With Free Dish planning to increase channel capacity over the next two years to 250 from 104 at present, private DTH players may find it more challenging to compete with FreeDish in future, more so in Phase 4 markets.
Given affordability concerns in FreeDish markets the net impact for broadcasters may not be worrying today. However, Free Dish ramping to 250 channels over the next 2 years may hurt both broadcasters and
private DTH players meaningfully as this may see existing paying subs churning to FreeDish.
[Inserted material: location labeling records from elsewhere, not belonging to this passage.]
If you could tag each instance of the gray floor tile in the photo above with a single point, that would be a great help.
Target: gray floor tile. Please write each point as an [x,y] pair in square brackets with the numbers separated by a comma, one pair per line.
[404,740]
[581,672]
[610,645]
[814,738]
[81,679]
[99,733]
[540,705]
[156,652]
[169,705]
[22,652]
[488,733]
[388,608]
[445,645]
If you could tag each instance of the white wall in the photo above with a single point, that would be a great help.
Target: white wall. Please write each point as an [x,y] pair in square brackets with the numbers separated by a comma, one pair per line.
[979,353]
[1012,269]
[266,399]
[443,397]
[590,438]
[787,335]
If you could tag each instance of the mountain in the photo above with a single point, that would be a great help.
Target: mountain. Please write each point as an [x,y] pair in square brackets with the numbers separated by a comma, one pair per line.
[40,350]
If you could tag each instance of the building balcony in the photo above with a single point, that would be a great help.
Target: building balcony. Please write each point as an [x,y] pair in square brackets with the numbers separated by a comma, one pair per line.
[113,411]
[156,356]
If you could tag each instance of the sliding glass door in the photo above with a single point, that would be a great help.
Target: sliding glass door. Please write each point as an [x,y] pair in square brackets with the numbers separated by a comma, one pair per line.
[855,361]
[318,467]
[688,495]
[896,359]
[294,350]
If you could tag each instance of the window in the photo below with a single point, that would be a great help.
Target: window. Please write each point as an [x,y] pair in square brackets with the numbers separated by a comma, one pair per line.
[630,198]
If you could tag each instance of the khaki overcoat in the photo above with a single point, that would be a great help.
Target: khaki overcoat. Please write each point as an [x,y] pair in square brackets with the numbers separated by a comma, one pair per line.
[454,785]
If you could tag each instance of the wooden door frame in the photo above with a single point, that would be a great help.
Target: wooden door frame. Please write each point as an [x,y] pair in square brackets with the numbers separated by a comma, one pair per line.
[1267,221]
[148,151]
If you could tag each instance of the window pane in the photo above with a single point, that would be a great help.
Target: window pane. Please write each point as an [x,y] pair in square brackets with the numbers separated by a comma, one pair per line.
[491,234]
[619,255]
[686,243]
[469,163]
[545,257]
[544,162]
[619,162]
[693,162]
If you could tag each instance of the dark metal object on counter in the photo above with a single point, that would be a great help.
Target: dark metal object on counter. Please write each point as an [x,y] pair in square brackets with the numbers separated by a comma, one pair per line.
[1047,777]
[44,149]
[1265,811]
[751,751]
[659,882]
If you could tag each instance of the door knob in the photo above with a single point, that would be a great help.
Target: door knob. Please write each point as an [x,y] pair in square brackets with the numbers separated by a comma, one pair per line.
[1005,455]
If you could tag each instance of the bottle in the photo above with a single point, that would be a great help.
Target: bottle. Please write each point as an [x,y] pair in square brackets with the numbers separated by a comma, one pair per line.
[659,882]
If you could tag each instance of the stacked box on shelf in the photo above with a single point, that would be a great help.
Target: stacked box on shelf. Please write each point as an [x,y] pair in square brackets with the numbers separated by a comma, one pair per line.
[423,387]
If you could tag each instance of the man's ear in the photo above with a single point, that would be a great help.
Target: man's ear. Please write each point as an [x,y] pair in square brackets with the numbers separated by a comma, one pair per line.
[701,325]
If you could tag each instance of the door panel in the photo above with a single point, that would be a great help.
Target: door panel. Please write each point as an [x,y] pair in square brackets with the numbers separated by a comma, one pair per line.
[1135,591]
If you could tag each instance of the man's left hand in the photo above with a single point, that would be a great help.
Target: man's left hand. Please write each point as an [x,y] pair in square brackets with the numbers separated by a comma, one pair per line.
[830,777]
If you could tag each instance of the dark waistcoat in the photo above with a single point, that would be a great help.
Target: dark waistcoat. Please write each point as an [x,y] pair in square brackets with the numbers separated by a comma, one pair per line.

Moreover, there is an additional trend whereby a good percentage of content even on Pay channels seems to be targeting rural markets to capture rural ad budgets and viewership and this focus on the rural pie may see broadcasters losing their grip over urban viewership and ad market and make them vulnerable to digital platforms. However, we may not see any near term impact as at least 3-4 OTT players may need to scale up
with 10-15 hours of fresh programming per week to be perceived as a viable alternative platform, which seems unlikely to happen in the near future.